En menos de dos semanas el país fue sacudido, primero en Oaxaca, Chiapas y Guerrero. Luego en la Ciudad de México, Morelos, Puebla, Tlaxcala, Estado de México, Hidalgo y Michoacán. Decenas de personas perecieron bajo el alud de varillas y concreto que se les vinieron abajo en sus casas, lugares de trabajo o escuelas. Cientos han quedado a la deriva por haberlo perdido todo, pero miles de mexicanos y mexicanas han salido a las calles para donar víveres, levantar escombros y ayudar en las labores de rescate con el único objetivo de salvar vidas.
32 años después del terremoto de 1985 parecía que en México habíamos olvidado la lección que dejó el desastre, la de la solidaridad y la empatía, pero no es así. Las diferencias que nos contraponen día con día, ya sea por el color de piel, el sexo, la edad, la etnia, la posición socioeconómica, la orientación sexual, la identidad de género, la discapacidad o el nivel de estudios, hoy se han diluido, pues poco importan, tal y como deberían hacerlo siempre.

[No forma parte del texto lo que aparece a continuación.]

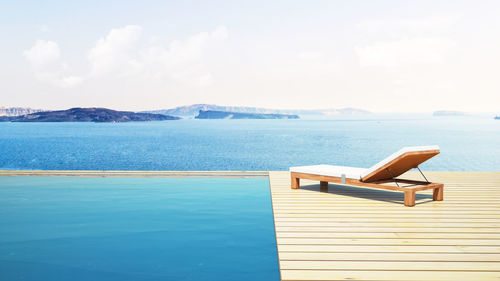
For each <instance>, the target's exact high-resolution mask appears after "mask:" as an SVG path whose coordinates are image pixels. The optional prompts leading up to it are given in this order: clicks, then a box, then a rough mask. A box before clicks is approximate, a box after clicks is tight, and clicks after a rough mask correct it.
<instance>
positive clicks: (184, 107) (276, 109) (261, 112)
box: [142, 104, 370, 117]
mask: <svg viewBox="0 0 500 281" xmlns="http://www.w3.org/2000/svg"><path fill="white" fill-rule="evenodd" d="M200 110H204V111H207V110H211V111H224V112H237V113H258V114H261V113H262V114H291V115H324V116H335V115H341V116H344V115H345V116H347V115H348V116H354V115H367V114H370V112H369V111H366V110H362V109H356V108H340V109H318V110H300V109H269V108H262V107H246V106H221V105H215V104H192V105H186V106H179V107H176V108H171V109H160V110H149V111H142V112H147V113H157V114H166V115H173V116H182V117H194V116H196V115H198V114H199V112H200Z"/></svg>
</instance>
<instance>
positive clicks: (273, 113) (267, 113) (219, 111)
mask: <svg viewBox="0 0 500 281" xmlns="http://www.w3.org/2000/svg"><path fill="white" fill-rule="evenodd" d="M195 119H299V116H298V115H294V114H277V113H241V112H228V111H215V110H200V111H199V114H198V115H197V116H196V117H195Z"/></svg>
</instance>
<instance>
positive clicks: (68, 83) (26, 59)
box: [23, 40, 83, 88]
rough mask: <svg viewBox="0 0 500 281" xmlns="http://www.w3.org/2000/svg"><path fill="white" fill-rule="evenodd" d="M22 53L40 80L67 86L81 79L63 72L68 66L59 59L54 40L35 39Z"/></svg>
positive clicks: (63, 86)
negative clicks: (31, 44) (33, 43)
mask: <svg viewBox="0 0 500 281" xmlns="http://www.w3.org/2000/svg"><path fill="white" fill-rule="evenodd" d="M23 55H24V57H25V58H26V60H27V61H28V62H29V63H30V64H31V66H32V68H33V71H34V74H35V77H36V78H37V79H38V80H39V81H41V82H44V83H48V84H51V85H53V86H56V87H62V88H67V87H73V86H76V85H78V84H80V83H81V82H82V81H83V78H81V77H79V76H74V75H67V74H65V72H66V71H67V70H68V69H69V67H68V65H67V63H65V62H61V61H60V56H61V55H60V51H59V45H58V44H57V43H56V42H54V41H45V40H37V41H36V42H35V45H34V46H33V47H31V48H30V49H28V50H26V51H24V52H23Z"/></svg>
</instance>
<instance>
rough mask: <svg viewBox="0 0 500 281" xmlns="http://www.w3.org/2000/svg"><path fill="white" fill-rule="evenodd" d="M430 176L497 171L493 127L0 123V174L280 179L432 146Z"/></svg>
mask: <svg viewBox="0 0 500 281" xmlns="http://www.w3.org/2000/svg"><path fill="white" fill-rule="evenodd" d="M433 144H437V145H439V146H440V147H441V154H440V155H438V156H436V157H435V158H433V159H431V160H430V161H428V162H427V163H425V164H424V165H423V166H422V168H424V169H427V170H441V171H443V170H449V171H462V170H467V171H499V170H500V121H499V120H493V119H491V118H472V117H471V118H465V117H464V118H460V117H457V118H432V117H431V118H428V119H411V120H394V119H386V120H179V121H164V122H147V123H107V124H106V123H104V124H100V123H0V169H48V170H53V169H61V170H69V169H71V170H73V169H75V170H287V169H288V167H290V166H294V165H311V164H319V163H323V164H334V165H350V166H359V167H370V166H371V165H373V164H375V163H376V162H378V161H379V160H381V159H383V158H385V157H386V156H388V155H389V154H391V153H393V152H395V151H396V150H398V149H400V148H401V147H403V146H411V145H433Z"/></svg>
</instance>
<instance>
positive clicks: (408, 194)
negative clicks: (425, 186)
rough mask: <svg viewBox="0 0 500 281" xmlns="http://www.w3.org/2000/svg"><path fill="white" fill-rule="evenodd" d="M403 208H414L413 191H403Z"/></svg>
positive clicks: (413, 192) (414, 205)
mask: <svg viewBox="0 0 500 281" xmlns="http://www.w3.org/2000/svg"><path fill="white" fill-rule="evenodd" d="M405 206H407V207H413V206H415V191H413V190H408V191H405Z"/></svg>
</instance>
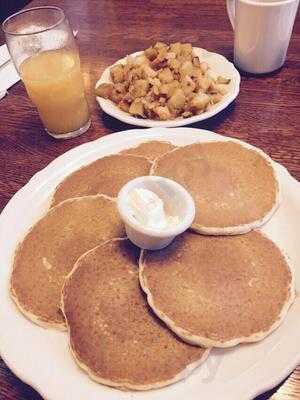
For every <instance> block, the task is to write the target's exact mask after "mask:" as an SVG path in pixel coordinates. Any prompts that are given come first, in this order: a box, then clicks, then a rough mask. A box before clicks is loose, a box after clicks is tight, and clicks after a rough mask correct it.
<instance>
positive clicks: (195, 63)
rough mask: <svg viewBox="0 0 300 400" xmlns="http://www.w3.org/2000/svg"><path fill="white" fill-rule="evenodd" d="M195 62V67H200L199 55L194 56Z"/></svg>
mask: <svg viewBox="0 0 300 400" xmlns="http://www.w3.org/2000/svg"><path fill="white" fill-rule="evenodd" d="M193 64H194V66H195V67H200V60H199V57H193Z"/></svg>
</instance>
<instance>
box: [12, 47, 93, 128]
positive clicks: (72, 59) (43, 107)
mask: <svg viewBox="0 0 300 400" xmlns="http://www.w3.org/2000/svg"><path fill="white" fill-rule="evenodd" d="M20 75H21V77H22V80H23V82H24V84H25V87H26V90H27V93H28V95H29V97H30V98H31V100H32V102H33V103H34V104H35V105H36V107H37V109H38V111H39V114H40V117H41V119H42V121H43V123H44V125H45V127H46V128H47V130H48V131H49V132H50V133H54V134H56V135H58V134H66V133H69V132H73V131H76V130H78V129H79V128H81V127H82V126H84V125H85V124H86V123H87V122H88V121H89V118H90V115H89V110H88V105H87V101H86V98H85V94H84V86H83V79H82V75H81V71H80V60H79V56H78V54H77V53H76V52H72V51H70V50H65V49H58V50H48V51H44V52H41V53H38V54H37V55H34V56H32V57H29V58H27V59H26V60H25V61H23V63H22V64H21V66H20Z"/></svg>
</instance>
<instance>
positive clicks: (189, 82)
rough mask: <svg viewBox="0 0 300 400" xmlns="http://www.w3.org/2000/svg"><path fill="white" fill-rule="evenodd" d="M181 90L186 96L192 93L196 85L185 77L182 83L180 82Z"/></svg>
mask: <svg viewBox="0 0 300 400" xmlns="http://www.w3.org/2000/svg"><path fill="white" fill-rule="evenodd" d="M181 88H182V90H183V92H184V94H185V95H188V94H189V93H191V92H193V91H194V90H195V88H196V83H195V82H194V81H193V79H192V78H191V77H190V76H188V75H186V76H185V77H184V78H183V79H182V81H181Z"/></svg>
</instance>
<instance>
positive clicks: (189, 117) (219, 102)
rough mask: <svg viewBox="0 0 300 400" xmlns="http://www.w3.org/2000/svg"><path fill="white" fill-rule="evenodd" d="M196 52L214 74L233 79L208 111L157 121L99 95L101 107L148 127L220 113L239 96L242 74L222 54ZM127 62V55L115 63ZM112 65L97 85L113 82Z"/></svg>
mask: <svg viewBox="0 0 300 400" xmlns="http://www.w3.org/2000/svg"><path fill="white" fill-rule="evenodd" d="M194 52H195V54H196V55H197V56H198V57H199V58H200V60H202V61H206V62H207V63H208V65H209V66H210V67H211V71H212V73H213V74H215V75H216V76H218V75H222V76H224V77H226V78H230V79H231V82H230V84H229V92H228V93H227V94H226V95H225V96H224V97H223V99H222V100H221V101H220V102H219V103H217V104H215V105H214V106H213V107H212V109H211V110H209V111H206V112H204V113H203V114H200V115H194V116H193V117H189V118H181V119H175V120H169V121H157V120H153V119H142V118H136V117H134V116H132V115H130V114H129V113H126V112H124V111H122V110H120V109H119V108H118V107H117V106H116V105H115V104H114V103H113V102H112V101H110V100H106V99H103V98H102V97H97V101H98V103H99V105H100V107H101V108H102V110H103V111H104V112H106V114H109V115H111V116H112V117H114V118H117V119H119V120H120V121H122V122H125V123H127V124H131V125H137V126H146V127H156V126H162V127H165V128H166V127H169V128H171V127H176V126H184V125H188V124H193V123H195V122H199V121H203V120H205V119H207V118H210V117H212V116H213V115H216V114H218V113H219V112H220V111H222V110H224V108H226V107H227V106H228V105H229V104H230V103H231V102H232V101H233V100H234V99H235V98H236V97H237V95H238V93H239V90H240V82H241V77H240V74H239V72H238V70H237V69H236V68H235V67H234V65H233V64H232V63H231V62H229V61H228V60H227V59H226V58H225V57H224V56H222V55H221V54H217V53H211V52H209V51H207V50H204V49H201V48H199V47H194ZM141 53H142V51H138V52H136V53H133V54H132V56H136V55H138V54H141ZM125 62H126V57H125V58H122V59H121V60H118V61H117V62H116V63H115V64H118V63H122V64H124V63H125ZM113 65H114V64H113ZM111 67H112V65H110V66H109V67H107V68H106V69H105V71H104V72H103V74H102V76H101V78H100V79H99V81H98V82H97V83H96V87H97V86H98V85H99V84H100V83H108V82H111V79H110V73H109V70H110V68H111Z"/></svg>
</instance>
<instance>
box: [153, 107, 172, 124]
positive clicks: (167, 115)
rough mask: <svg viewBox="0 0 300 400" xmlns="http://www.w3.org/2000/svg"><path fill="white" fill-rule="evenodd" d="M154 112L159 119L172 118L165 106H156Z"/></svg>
mask: <svg viewBox="0 0 300 400" xmlns="http://www.w3.org/2000/svg"><path fill="white" fill-rule="evenodd" d="M154 111H155V113H156V114H157V115H158V117H159V119H160V120H162V121H166V120H167V119H172V115H171V113H170V110H169V109H168V107H167V106H158V107H156V108H155V109H154Z"/></svg>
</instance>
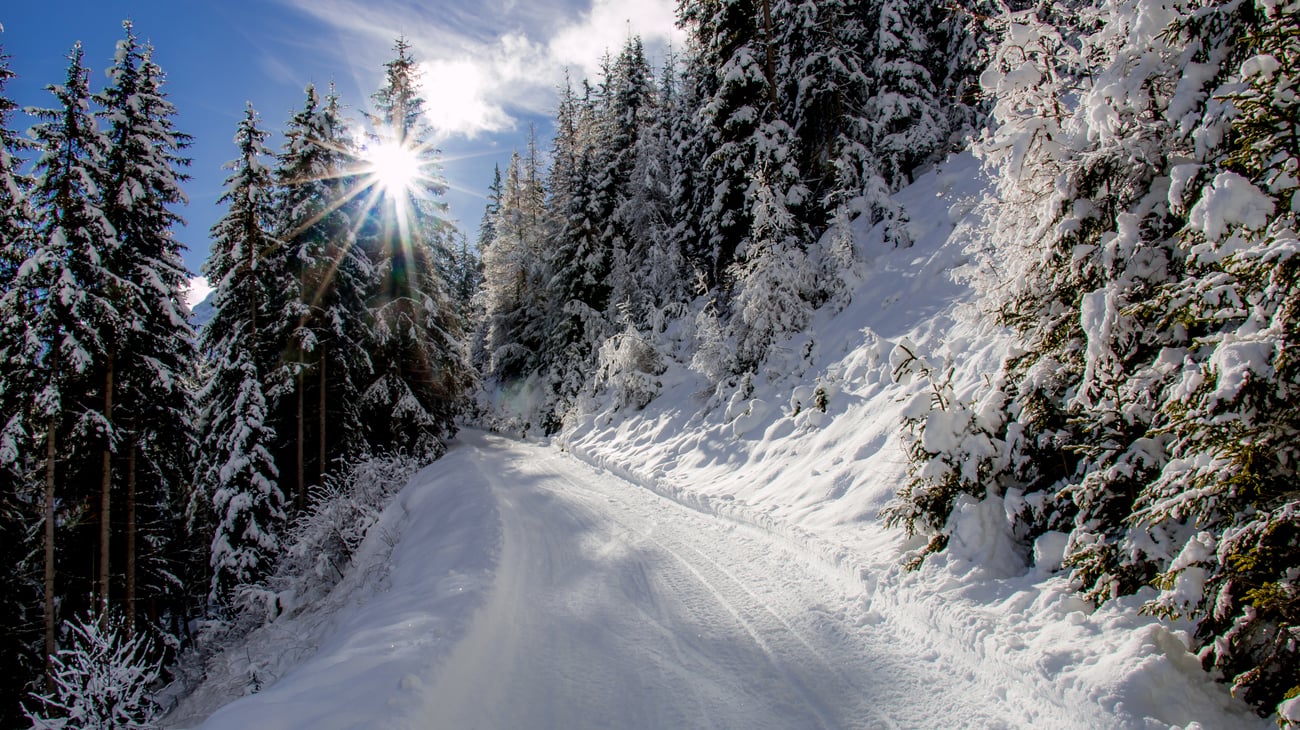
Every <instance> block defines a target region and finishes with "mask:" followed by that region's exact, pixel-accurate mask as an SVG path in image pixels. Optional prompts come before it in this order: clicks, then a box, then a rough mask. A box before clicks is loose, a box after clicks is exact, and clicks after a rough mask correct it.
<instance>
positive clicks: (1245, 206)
mask: <svg viewBox="0 0 1300 730" xmlns="http://www.w3.org/2000/svg"><path fill="white" fill-rule="evenodd" d="M1271 214H1273V199H1270V197H1269V196H1268V195H1265V194H1264V192H1261V191H1260V188H1257V187H1255V186H1253V184H1251V181H1248V179H1245V178H1243V177H1242V175H1239V174H1236V173H1219V174H1218V175H1216V177H1214V182H1213V184H1212V186H1210V188H1209V190H1206V191H1205V195H1204V196H1203V197H1201V199H1200V201H1197V203H1196V205H1195V207H1193V208H1192V210H1191V213H1190V214H1188V218H1187V223H1188V226H1190V227H1191V229H1193V230H1199V231H1201V233H1204V234H1205V238H1208V239H1209V240H1212V242H1218V240H1221V239H1222V238H1223V234H1226V233H1227V231H1229V230H1232V229H1235V227H1238V226H1243V227H1247V229H1251V230H1258V229H1262V227H1264V226H1265V225H1266V223H1268V222H1269V217H1270V216H1271Z"/></svg>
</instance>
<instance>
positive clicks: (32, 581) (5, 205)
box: [0, 49, 40, 726]
mask: <svg viewBox="0 0 1300 730" xmlns="http://www.w3.org/2000/svg"><path fill="white" fill-rule="evenodd" d="M13 77H14V74H13V71H12V70H10V69H9V56H6V55H5V53H4V52H3V49H0V413H4V416H3V417H0V555H5V556H12V557H10V559H9V560H5V561H4V565H0V583H3V585H5V586H8V588H6V590H5V591H4V595H0V625H4V626H8V627H9V630H8V631H5V634H4V636H3V638H0V664H4V665H5V666H9V668H12V669H10V674H12V675H13V677H36V675H39V673H40V661H39V648H38V647H39V643H40V633H39V629H38V627H39V625H40V621H39V620H38V618H36V614H38V613H40V581H39V574H40V569H39V566H38V565H35V561H34V560H32V557H34V556H35V555H39V542H36V540H34V539H32V538H34V535H32V530H31V526H32V525H34V523H38V522H39V521H40V513H39V512H38V508H39V504H40V481H39V472H36V469H38V468H39V462H40V461H39V457H36V456H34V452H35V453H39V448H36V447H38V446H39V444H35V443H34V442H32V440H31V434H30V429H31V426H32V425H31V423H29V418H27V416H30V407H31V403H30V401H27V403H23V401H25V399H23V397H22V394H25V392H30V387H31V383H30V382H25V381H26V378H29V377H31V374H30V373H27V371H25V370H21V369H19V368H22V366H23V365H25V362H21V361H19V362H14V364H13V365H10V364H9V357H10V355H17V353H19V352H21V351H22V348H21V343H17V342H9V338H12V336H19V335H21V333H22V331H23V330H25V326H23V325H22V323H21V322H17V321H13V320H14V318H21V317H23V316H25V313H23V312H19V310H13V312H10V310H9V309H8V307H9V305H10V303H9V291H10V290H12V288H13V286H14V282H16V281H17V277H18V269H19V266H21V265H22V262H23V261H26V260H27V257H29V256H30V255H31V252H32V245H34V243H35V240H34V234H35V231H34V230H32V226H34V222H35V212H34V210H32V209H31V205H30V201H29V200H27V196H29V195H30V191H31V183H32V181H31V179H30V178H29V177H26V175H23V174H22V173H21V170H19V165H21V162H22V160H21V157H19V155H22V152H25V151H26V149H27V148H29V147H30V144H29V143H27V140H25V139H23V138H21V136H19V135H18V134H17V132H16V131H14V130H13V129H12V127H10V126H9V125H10V123H12V121H13V120H12V114H13V112H14V109H17V104H14V101H13V100H12V99H9V97H8V96H6V95H5V86H6V83H8V82H9V79H10V78H13ZM29 294H31V292H29ZM16 296H17V295H16ZM14 304H16V305H17V304H18V301H14ZM22 694H23V688H22V686H21V683H19V682H16V681H8V682H3V683H0V725H6V726H16V725H18V724H19V722H21V720H22V711H21V705H19V700H21V699H22Z"/></svg>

El 19 de septiembre nos ha dejado entre el vaivén de emociones, desde el miedo que eriza la piel, hasta el impotencia, el dolor, la empatía y la resiliencia. Entre el olor a muerte, hemos descubierto el amor a México. Ése que se olvida por los actos de corrupción, los feminicidios, los crímenes contra la población LGBTI, la violencia, la pobreza, el cinismo de las autoridades, la discriminación o las marchas de odio.
Hoy somos Oaxaca, Chiapas, Guerrero, Ciudad de México, Morelos, Puebla, Tlaxcala, Estado de México, Hidalgo y Michoacán. Hoy somos personas y nada más. Ojalá lo sigamos siendo de aquí en adelante. Estamos de luto, pero las razones para seguir luchando son infinitas. El amor es amor y en ello radica la lección más grande lección que las 13.14 horas nos dejó. Hoy somos México.